J’offre un paquet de Carambars fraises Tagada au premier qui me donne la bonne réponse.

Ce charmant outil de fabrication artisanale – qui n’est pas sans me rappeler, avec quelques frissons, les improbables instruments de torture gynécologique que l’on voit dans la scène de l’opération de Faux Semblants, mais je dois avoir l’esprit un peu tordu – est le fidèle compagnon des nombreux et avenants vendeurs d’ananas qui fleurissent au gré des marchés et souvent au coin des rues.

(Vivre en Chine offrant l’inestimable avantage de se régaler de fruits « exotiques » tout au long de l’année et à moindre frais)
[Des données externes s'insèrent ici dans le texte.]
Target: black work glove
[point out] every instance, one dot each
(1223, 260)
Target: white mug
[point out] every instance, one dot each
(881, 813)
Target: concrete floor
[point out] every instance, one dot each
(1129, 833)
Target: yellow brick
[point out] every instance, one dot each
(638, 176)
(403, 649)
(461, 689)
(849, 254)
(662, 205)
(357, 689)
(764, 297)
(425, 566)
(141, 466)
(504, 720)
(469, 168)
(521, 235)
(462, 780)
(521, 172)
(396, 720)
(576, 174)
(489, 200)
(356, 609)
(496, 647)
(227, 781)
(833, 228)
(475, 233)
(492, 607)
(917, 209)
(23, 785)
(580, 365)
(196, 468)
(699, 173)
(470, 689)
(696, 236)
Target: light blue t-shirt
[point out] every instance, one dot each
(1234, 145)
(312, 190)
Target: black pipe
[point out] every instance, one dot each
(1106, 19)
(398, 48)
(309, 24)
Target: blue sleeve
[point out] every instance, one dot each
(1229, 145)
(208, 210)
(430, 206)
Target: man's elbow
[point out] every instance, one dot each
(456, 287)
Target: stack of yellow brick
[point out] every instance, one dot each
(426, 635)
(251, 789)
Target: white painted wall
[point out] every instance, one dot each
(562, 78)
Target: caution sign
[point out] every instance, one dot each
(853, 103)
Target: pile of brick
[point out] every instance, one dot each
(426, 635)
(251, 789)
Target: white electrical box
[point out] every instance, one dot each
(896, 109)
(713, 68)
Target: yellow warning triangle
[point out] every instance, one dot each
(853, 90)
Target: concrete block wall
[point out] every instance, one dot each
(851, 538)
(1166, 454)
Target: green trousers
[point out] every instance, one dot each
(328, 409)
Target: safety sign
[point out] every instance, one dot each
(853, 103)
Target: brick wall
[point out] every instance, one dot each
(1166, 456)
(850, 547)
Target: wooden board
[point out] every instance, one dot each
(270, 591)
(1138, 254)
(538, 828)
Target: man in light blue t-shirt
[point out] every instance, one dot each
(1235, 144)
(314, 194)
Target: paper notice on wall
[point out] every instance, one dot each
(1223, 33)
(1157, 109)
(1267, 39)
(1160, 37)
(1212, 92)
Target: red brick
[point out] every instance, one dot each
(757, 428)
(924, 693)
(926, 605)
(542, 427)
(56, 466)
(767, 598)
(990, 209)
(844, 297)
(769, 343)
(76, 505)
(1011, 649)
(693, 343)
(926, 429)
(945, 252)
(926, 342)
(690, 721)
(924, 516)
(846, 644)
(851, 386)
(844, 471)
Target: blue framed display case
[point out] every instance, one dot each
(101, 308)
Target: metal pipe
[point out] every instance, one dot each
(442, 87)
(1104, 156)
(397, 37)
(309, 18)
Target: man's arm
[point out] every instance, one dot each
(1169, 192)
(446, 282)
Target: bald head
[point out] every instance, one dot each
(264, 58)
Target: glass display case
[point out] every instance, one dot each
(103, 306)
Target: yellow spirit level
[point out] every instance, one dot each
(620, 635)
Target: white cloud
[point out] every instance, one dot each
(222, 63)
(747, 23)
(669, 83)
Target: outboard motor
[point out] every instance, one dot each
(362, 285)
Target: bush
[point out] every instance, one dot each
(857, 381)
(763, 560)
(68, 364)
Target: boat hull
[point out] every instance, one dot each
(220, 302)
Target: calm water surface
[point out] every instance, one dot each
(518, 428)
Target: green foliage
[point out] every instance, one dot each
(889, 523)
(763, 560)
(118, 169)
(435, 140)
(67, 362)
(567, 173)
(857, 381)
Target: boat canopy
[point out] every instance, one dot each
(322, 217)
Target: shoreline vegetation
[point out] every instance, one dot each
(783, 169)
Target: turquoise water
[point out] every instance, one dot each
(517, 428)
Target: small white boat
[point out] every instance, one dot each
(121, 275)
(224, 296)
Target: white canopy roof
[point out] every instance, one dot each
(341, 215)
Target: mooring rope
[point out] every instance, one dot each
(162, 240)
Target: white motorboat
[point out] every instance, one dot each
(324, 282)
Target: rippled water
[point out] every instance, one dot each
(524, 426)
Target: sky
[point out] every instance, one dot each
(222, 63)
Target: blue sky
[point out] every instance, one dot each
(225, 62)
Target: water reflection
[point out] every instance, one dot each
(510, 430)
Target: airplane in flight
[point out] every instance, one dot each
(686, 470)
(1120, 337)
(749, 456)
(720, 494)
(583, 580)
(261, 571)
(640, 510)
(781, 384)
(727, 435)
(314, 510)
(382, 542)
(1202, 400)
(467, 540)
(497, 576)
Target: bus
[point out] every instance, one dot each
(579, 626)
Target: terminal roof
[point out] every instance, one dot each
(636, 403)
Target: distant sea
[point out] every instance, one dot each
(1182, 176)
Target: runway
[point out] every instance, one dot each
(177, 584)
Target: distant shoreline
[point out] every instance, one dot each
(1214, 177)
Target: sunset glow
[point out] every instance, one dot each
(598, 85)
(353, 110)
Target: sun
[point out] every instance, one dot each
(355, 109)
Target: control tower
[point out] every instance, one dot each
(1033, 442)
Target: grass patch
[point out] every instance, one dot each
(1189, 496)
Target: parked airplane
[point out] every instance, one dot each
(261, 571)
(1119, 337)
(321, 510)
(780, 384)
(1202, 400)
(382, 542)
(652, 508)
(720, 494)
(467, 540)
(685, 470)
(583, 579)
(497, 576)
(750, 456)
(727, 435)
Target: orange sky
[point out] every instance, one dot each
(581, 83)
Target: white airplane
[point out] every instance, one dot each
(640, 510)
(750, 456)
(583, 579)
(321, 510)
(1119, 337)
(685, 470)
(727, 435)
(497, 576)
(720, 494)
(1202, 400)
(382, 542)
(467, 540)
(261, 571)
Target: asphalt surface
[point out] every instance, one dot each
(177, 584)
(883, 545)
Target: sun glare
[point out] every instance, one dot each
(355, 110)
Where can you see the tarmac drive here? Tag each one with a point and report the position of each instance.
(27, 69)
En France, j’avais vaguement appris à étêter, écorcher et découper les ananas en quartiers plus ou moins réguliers… En Chine, la méthode diffère quelque peu, puisqu’il s’agit de faire coulisser un genre de couteau composé de lames de rasoir ou de cutter ingénieusement agencées le long des alvéoles rugueuses du fruit, afin de retirer les parties dures, offrant à terme le spectacle d’un fruit impeccablement épluché, arborant de réguliers sillons fort joliment ciselés.

Mue par la puissante motivation à l’immersion aux us et coutumes du pays d’adoption qui me caractérise, j’ai récemment profité de l’amitié qui s’est nouée entre ma vendeuse de fruits attitrée et moi-même (venir au marché 3 fois par semaine crée de solides liens), et demandé à icelle où je pourrais me procurer le savant outil en question… N’écoutant que sa générosité, ma gentille vendeuse me fit alors gracieusement don de celui qu’elle possédait en double, et je puis désormais m’exercer à mon tour, et non sans une certaine fierté, à la sculpture sur ananas.

(J’ajoute qu’il faut toutefois un certain coup de main pour réussir l’exercice, mes tentatives ayant jusqu’à présent abouti à un rendu nettement moins esthétique).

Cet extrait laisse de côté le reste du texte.